PkCrack - Breaking PkZip-encryption
Table of Contents
This package implements an algorithm that was developed by Eli Biham and Paul Kocher and that is described in this paper (Postscript, 80k).
The attack is a
known plaintext attack, which means you have to know part of the encrypted data in order to break the cipher.
original file is here, and the official website is https://www.unix-ag.uni-kl.de/~conrad/krypto/pkcrack.html.
This repositoriy is reconstructed with the modern build tool
git clone https://github.com/keyunluo/pkcrack mkdir pkcrack/build cd pkcrack/build cmake .. make
If you are using
cmake step you should open Visual Studio for building in the build directory.
You need two files:
- the ZIP-archive which you want decrypted, and
- another ZIP-archive, containing at least one of the files from the encrypted archive in
unencryptedform. This one has to be compressed with the same compression method used for the encrypted file.
pkcrack -C encrypted-ZIP -c ciphertextname -P plaintext-ZIP -p plaintextname -d decrypted_file -a
(This is supposed to be a single line. I've wrapped it because it doesn't fit in 80 chars. "Real computer scientists never comment their code - the identifiers are so long they can't afford the disc space." :-/ )
- encrypted-ZIP: is the name (and path) of the encrypted ZIP-archive (see 1. above)
- ciphertextname: is the name of the file in the archive, for which you have the - plaintext:
- plaintext-ZIP: is the name (and path) of the ZIP-archive containing the compressed plaintext (see 2. above)
- plaintextname: is the name of the file in the archive containing the known plaintext
- decrypted_file: is the name of a file to which the decrypted archive will be written
All you have to do now is wait a little. Depending on the size of the plaintext and the speed of your computer after about an hour the program should terminate. If the plaintext is very short (less than 100 bytes or so), it will probably take a lot longer.

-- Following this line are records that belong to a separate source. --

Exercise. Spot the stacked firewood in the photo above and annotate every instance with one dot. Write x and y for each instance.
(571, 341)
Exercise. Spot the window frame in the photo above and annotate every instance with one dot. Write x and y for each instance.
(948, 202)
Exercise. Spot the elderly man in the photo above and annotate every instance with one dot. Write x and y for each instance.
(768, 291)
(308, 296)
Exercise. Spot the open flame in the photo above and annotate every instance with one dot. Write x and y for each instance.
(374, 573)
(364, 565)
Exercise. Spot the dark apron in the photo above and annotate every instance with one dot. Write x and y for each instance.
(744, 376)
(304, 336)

After pkcrack is finished, you will find the decrypted archive in the file decrypted_file. You can unzip it using any unzip-program, e. g. pkunzip under DOS, or unzip under UNIX.

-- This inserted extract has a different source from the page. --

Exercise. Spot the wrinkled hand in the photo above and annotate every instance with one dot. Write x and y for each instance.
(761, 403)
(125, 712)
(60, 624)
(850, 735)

decrypted_file doesn't exist, or if unzipping it produces CRC-errors, there are several things that may have gone wrong:
- Maybe you used the wrong plaintext. Find better plaintext.
- Maybe you used the correct plaintext but used the wrong compression method. Compress the plaintext with a different method.
- Maybe pkcrack found more than one set of matching 'keys' and used the wrong one to decrypt the file. Examine the output of pkcrack, and use the sets of key-values with the "zipdecrypt" program to decrypt the file.
- Maybe something else went wrong. Now you're in trouble. Read the "more complete instructions" and try to understand why the program failed. Read the FAQ below.
This section will explain some of the more esoteric options of pkcrack, as well as some of the other programs in this package.
Just like in the "simple instructions" you need two files. Not necessarily ZIP-archives, though. You can specify any file containing nothing but plain data, i. e. no ZIP-headers, and no other fancy stuff. In that case, simply don't specify the -C or -P options, but only the -c and -p options.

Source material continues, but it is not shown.